Chronik | Oberösterreich
02/05/2015

Gefährliche Drohungen vor Pegida-Demo

Linz.Anzeige nach Aufruf, dem Linzer Datenforensiker Uwe Sailer "einmal handfest" zu danken.

Zu unschönen Aktionen ist es bereits im Vorfeld der für Sonntag geplanten Pegida-Demonstration in Linz gekommen. Über das Facebook-Konto "Freies Österreich" (ein Ableger der rechtsextremen Webseite "Freies Österreich") wurden am Mittwoch gefährliche Drohungen in Richtung des Linzer Datenforensikers und Polizeibeamten Uwe Sailer publiziert. Dieser war in den vergangenen Wochen immer wieder öffentlich als Mahner gegen die Pegida aufgetreten und dürfte sich damit den Hass rechtsradikaler Kreise auf sich gezogen haben.

Ein unbekannter Poster machte "erlebnisorientierte Leser" darauf aufmerksam, "dem "Antifapolizisten und Berufsdenunzianten" im Umfeld der Pegida-Kundgebung "handfest" zu begegnen. "Uwe Sailer wird sich vor Ort herumtreiben. Immerhin bekommen wir regelmäßig Post, wo man diesen Sailer antreffen könnte. Linz wäre so eine Gelegenheit, ihm einmal handfest zu danken (Gerüchten zufolge wären einige Hools ordentlich sauer, warum die Blockade in Wien von der Polizei nicht aufgelöst wurde, wer weiß, was", schrieb der anonyme User auf der Facebook-Seite.

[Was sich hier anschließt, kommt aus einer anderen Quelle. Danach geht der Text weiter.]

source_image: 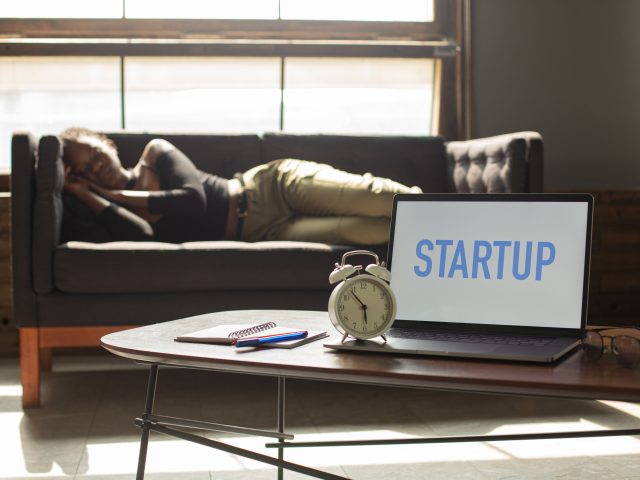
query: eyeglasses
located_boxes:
[582,328,640,367]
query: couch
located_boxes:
[11,132,543,407]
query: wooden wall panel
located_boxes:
[589,191,640,326]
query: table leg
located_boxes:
[136,364,159,480]
[278,377,285,480]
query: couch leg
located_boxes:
[40,347,53,372]
[20,327,40,408]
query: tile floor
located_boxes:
[0,352,640,480]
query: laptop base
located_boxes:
[324,338,580,363]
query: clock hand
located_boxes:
[351,289,367,323]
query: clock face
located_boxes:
[334,275,396,339]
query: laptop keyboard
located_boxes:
[388,328,553,347]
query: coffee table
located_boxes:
[101,310,640,480]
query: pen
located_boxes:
[236,330,309,347]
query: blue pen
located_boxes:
[236,330,309,347]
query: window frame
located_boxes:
[0,0,470,178]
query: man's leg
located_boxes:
[271,216,389,245]
[279,160,421,217]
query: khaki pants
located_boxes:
[241,159,421,245]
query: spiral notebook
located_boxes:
[175,322,327,348]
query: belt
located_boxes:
[224,173,248,240]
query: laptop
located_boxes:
[325,194,593,362]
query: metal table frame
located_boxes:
[134,363,640,480]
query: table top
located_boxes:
[101,310,640,402]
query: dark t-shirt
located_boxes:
[62,149,229,243]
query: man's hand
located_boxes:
[64,166,91,198]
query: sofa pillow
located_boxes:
[60,192,111,243]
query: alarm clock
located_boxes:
[329,250,396,342]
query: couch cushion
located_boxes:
[54,241,360,293]
[262,133,448,193]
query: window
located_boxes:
[124,57,280,133]
[283,58,434,135]
[0,0,461,171]
[0,57,120,170]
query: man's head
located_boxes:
[60,127,128,189]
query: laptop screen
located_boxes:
[389,194,593,330]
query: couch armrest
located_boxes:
[32,135,64,293]
[447,132,544,193]
[10,132,37,327]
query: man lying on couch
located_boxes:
[60,128,421,245]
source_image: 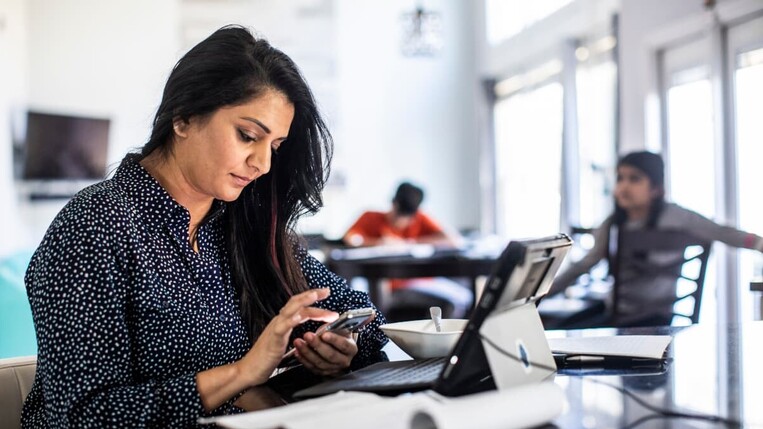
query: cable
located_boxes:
[479,333,742,429]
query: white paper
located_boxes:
[199,382,564,429]
[548,335,671,359]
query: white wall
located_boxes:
[0,0,27,256]
[28,0,179,163]
[8,0,180,250]
[316,0,479,235]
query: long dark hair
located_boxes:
[140,26,333,339]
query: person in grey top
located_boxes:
[550,151,763,326]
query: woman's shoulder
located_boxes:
[51,179,129,236]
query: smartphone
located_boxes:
[278,307,376,367]
[315,307,376,335]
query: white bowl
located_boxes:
[380,319,468,359]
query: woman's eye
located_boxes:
[238,130,257,142]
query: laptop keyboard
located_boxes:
[356,357,445,387]
[296,357,446,397]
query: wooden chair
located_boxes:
[611,230,712,326]
[539,230,711,329]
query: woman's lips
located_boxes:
[231,173,254,188]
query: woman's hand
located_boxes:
[236,288,338,386]
[294,331,358,375]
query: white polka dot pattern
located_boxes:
[22,158,387,428]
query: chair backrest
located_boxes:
[612,230,712,323]
[0,356,37,429]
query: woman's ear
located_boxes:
[172,117,188,138]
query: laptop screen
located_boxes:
[288,234,572,397]
[435,234,572,396]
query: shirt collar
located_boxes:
[114,154,225,231]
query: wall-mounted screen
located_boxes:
[22,112,110,180]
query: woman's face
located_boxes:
[615,165,661,211]
[174,90,294,201]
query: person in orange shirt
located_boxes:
[342,182,456,247]
[342,182,473,321]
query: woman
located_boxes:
[22,27,387,427]
[551,152,763,326]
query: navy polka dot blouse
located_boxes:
[22,157,387,428]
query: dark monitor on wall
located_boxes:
[22,111,110,180]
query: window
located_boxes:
[494,82,562,238]
[576,55,617,228]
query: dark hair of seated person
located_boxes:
[139,26,333,338]
[392,182,424,216]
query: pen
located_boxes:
[555,355,664,368]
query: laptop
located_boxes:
[292,234,572,399]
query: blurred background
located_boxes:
[0,0,763,344]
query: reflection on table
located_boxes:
[237,322,763,428]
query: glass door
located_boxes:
[727,18,763,320]
[661,37,723,323]
[726,14,763,421]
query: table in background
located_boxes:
[750,279,763,320]
[326,251,495,311]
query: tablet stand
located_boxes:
[480,303,556,390]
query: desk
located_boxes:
[326,252,495,311]
[237,322,763,429]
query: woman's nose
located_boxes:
[247,144,272,175]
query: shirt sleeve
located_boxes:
[549,217,612,295]
[294,248,389,369]
[663,205,763,250]
[418,212,445,237]
[22,201,204,428]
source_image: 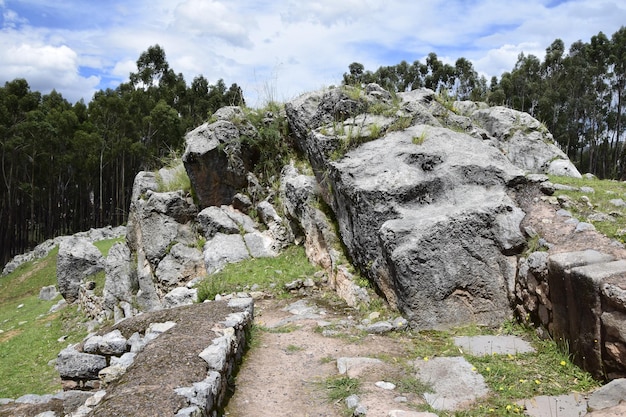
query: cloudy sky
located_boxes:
[0,0,626,106]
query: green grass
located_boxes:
[0,239,120,398]
[198,246,317,302]
[324,376,361,402]
[397,323,600,417]
[550,176,626,243]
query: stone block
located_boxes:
[57,346,107,379]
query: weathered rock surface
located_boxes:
[57,238,104,303]
[2,226,126,275]
[280,165,369,307]
[286,84,526,328]
[103,243,139,321]
[183,107,256,207]
[470,106,582,178]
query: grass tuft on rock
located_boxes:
[197,246,317,302]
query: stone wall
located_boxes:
[57,298,254,416]
[516,250,626,380]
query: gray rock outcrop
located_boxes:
[470,103,582,178]
[183,107,257,207]
[286,85,526,328]
[57,237,104,303]
[125,186,205,311]
[280,165,369,307]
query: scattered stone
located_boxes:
[553,184,579,191]
[57,237,104,303]
[588,379,626,411]
[585,401,626,417]
[35,411,57,417]
[574,222,596,233]
[454,336,535,356]
[144,321,176,343]
[352,404,367,417]
[546,157,582,178]
[83,330,127,356]
[391,317,409,331]
[415,357,489,411]
[57,346,107,379]
[364,321,394,334]
[337,357,383,378]
[285,279,304,291]
[346,394,361,410]
[587,213,615,223]
[163,287,198,308]
[556,209,572,217]
[48,298,67,313]
[387,410,437,417]
[111,352,137,368]
[15,394,52,404]
[374,381,396,391]
[518,394,587,417]
[98,365,126,387]
[39,285,59,301]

Der ehemalige grüne Nationalratsabgeordnete Karl Öllinger, der die antifaschistische Website stopptdierechten.at betreibt, erstattete am Donnerstag Strafanzeige gegen unbekannt. In seinem Schreiben an den stellvertretenden oö. Landespolizeidirektor Erwin Fuchs begründete Öllinger wie folgt: "Dies stellt eine unverhüllte Aufforderung zur Anwendung von Gewalt gegen Uwe Sailer dar, die den Verdacht einer gefährlichen Drohung nach 107 StGB begründet und ich ersuche Sie bzw. Ihre Behörde daher, den Verdacht zu prüfen." Als Beweis legte er ein Faksimile bei.

Laut Uwe Sailer ist "freies-oesterreich.net" seit Anfang Jänner 2014 online. "Die Schöpfer nennen es ein Netztagebuch, das über Politik in Österreich und Europa berichtet und Identitäre, heimatbewahrende und völkische Positionen vertritt." Die Seite wird von St. Petersburg aus betrieben.